Jean volvió a alejarse de los labios de Vittoria. Así, observó, mediante sus ojos azules oscurecidos por el deseo, el modo en que le ofrecía parte de ella. Sin pensarlo un segundo más se liberó de la estorbosa presión que hacían su pantalón y calzoncillos. En seguida, hizo a un lado la tela que cubría la feminidad de Vittoria y se hundió en ella, con la mirada fija en sus ojos verdes, robándoles a ambos un fuerte jadeo.

Vittoria tuvo que sujetarse de los firmes hombros de Franco, estrechándole la afilada cadera con la pierna que lo envolvía, anticipándose al temblor de sus rodillas.

Franco, presintiendo que ese encuentro duraría menos de lo deseado, se aferró llevando un brazo entorno a la cintura de Vittoria. Fue obligado a mantener el equilibrio recargándose en una mano contra la pared. Sus embestidas al inicio fueron lentas y controladas, dándole la oportunidad a Vittoria de adaptarse a él. No podía creer que se sintiera tan malditamente bien. Su calor y humedad lo recibieron como si lo hubieran estado esperando por años.

De un momento a otro, sus arremetidas comenzaron a tomar un ritmo más exigente y fuerte, llegando tan profundo en el interior de Vittoria, que ya no hubo manera de que se siguieran sosteniendo la mirada. La pelirroja elevó la cara al cielo, cerró los ojos y le clavó las uñas en los hombros, desnudando esa parte de su cuerpo con un ágil tirón de la tela. Franco recargó un costado de su rostro en la cabeza de Vittoria y se dejó llevar, penetrándola una y otra vez. En cada embiste lograba tocar ese punto interno que a Vittoria le robaba un calambre placentero y que conseguía que sus paredes palpitaran.

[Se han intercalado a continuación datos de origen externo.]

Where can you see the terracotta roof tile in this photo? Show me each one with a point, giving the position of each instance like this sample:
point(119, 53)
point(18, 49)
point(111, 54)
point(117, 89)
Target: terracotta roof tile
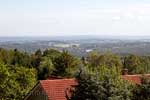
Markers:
point(55, 89)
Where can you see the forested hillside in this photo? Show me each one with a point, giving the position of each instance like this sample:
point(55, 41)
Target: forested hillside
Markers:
point(20, 71)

La canción llegó a su clímax junto con Vittoria. Ella intentó apretar los labios para no exhibir el grito de placer más exquisito de su historia, pero, todo el temblor de su cuerpo, y ese delicioso hormigueo que nació del centro de su vientre, la imposibilitaron de silenciarse. Eso dirigió a Franco a su propio momento cumbre. Las paredes de Vittoria, que se contrajeron con violencia ante aquel orgasmo que aún no culminaba, lo llevaron a la locura. Se hundió con más fuerza, deseando prolongar ese momento, y, al mismo tiempo, rogando que terminara. Necesitaba liberarse y saborear ese tirón en su bajo vientre.

Franco dio una estocada más, encajándole los dedos en la piel sensible de las caderas, y con un gemido de lo más varonil y excitante se corrió en su interior.

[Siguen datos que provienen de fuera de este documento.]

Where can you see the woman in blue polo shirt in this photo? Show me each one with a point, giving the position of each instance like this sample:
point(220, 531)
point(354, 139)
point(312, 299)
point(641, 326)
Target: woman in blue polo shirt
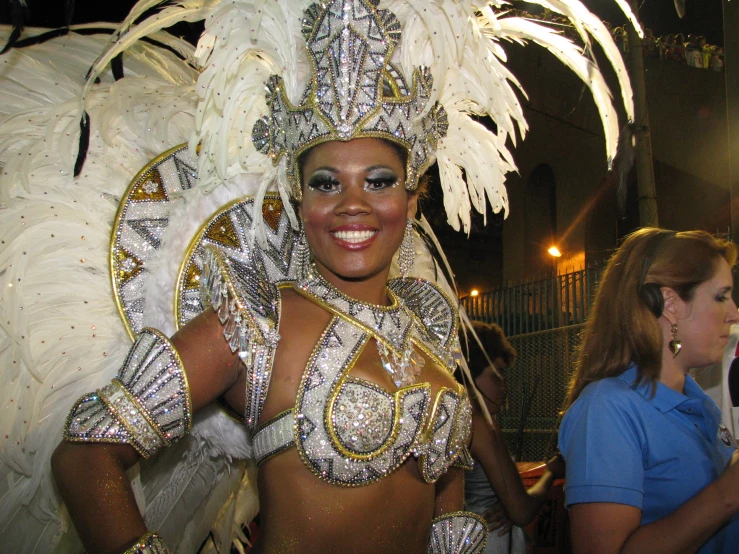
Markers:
point(650, 467)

Ninguno de los dos reconoció la nueva sinfonía. Lo único que podían escuchar eran sus respiraciones y el ritmo errático de sus corazones. La frente de Franco se había perlado deliciosamente y el escote de Vittoria lucia igual de húmedo.

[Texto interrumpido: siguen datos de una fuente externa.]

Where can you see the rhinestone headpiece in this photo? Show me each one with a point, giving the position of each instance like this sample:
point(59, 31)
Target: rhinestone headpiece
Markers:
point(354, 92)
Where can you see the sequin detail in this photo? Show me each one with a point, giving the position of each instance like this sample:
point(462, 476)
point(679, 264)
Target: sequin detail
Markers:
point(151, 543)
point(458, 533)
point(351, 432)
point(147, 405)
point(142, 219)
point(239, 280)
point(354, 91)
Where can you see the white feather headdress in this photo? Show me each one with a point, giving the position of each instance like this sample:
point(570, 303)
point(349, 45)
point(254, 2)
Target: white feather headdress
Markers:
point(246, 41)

Vittoria escondió el rostro en el cuello de Franco, aceptando con la inteligencia emocional de una mujer madura que sus sentimientos por él eran mucho más peligrosos que una simple animadversión. Claramente, eso no implicaba que tuviera que revelárselos a nadie, mucho menos a Franco.

Él presionó la mejilla en la sien de Vittoria, completamente complacido. Un placer que se fue desvaneciendo lentamente, regresándolo poco a poco a la realidad. Buscó alguna señal de arrepentimiento, pero no encontró absolutamente nada. Si Vittoria tenía que casarse, lo haría con el recuerdo de él en su interior. Una memoria que deseaba la acompañara el resto de su vida.

Sin premeditarlo, Franco le otorgó a Vittoria dos regalos de boda: sus caricias convertidas en tinta indeleble sobre su suave piel, y su semilla bajo el gen dominante Casiraghi.